I White Willow hanno sempre rappresentato un discorso a parte nell’affollato panorama del progressive rock di stampo intimista. La loro miscela di atmosfere dolci e suadenti, le massicce dosi di tastiera e le linee vocali sempre ispirate della bravissima Trude (epigono dell’inarrivabile Amos) hanno sempre attratto parecchi avventurieri in questo settore.
Con “Signal To Noise” la band norvegese arriva al traguardo del quarto album in studio, forte di oltre dieci anni di esperienza musicale sulle spalle e di un bagaglio tecnico/strumentale di assoluto primo piano. Ancora una volta, dunque, ci si trova a districarsi tra nugoli di melodie rarefatte e disilluse, sapientemente avvolte da strati di soluzioni musicali delicate e, soprattutto, ispirate.
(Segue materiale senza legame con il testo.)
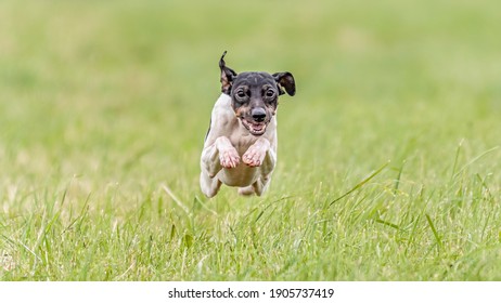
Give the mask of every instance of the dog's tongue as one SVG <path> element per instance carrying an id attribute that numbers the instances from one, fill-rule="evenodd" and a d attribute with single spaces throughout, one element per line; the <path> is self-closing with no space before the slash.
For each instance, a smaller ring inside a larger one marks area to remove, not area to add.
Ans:
<path id="1" fill-rule="evenodd" d="M 265 126 L 264 126 L 264 124 L 254 124 L 254 123 L 253 123 L 253 124 L 251 124 L 251 128 L 252 128 L 253 131 L 255 131 L 255 132 L 261 132 L 262 129 L 265 128 Z"/>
Una sezione ritmica “sommessa” e diligente, incursioni di chitarra inaspettate e raffinate e poi, a farla da padrone, immensi tappeti di keys ed incisi da brivido. Sebbene non disdegnino anche sparuti passaggi easy (“Joyride” su tutti), i White Whillow si dimostrano chiaramente innamorati di un certo rock raffinato e malinconico, che, spesso e volentieri, sfocia in lunghi monologhi di stampo progressive. Il tutto, come si conviene in questi casi, immortalato su disco da una produzione calda e decisamente avvolgente.

“Signal To Noise”, dunque, continua imperterrito a battere la stessa strada dei suoi tre predecessori, rimarcandone in maniera elegante le fattezze quasi eteree ed armoniose.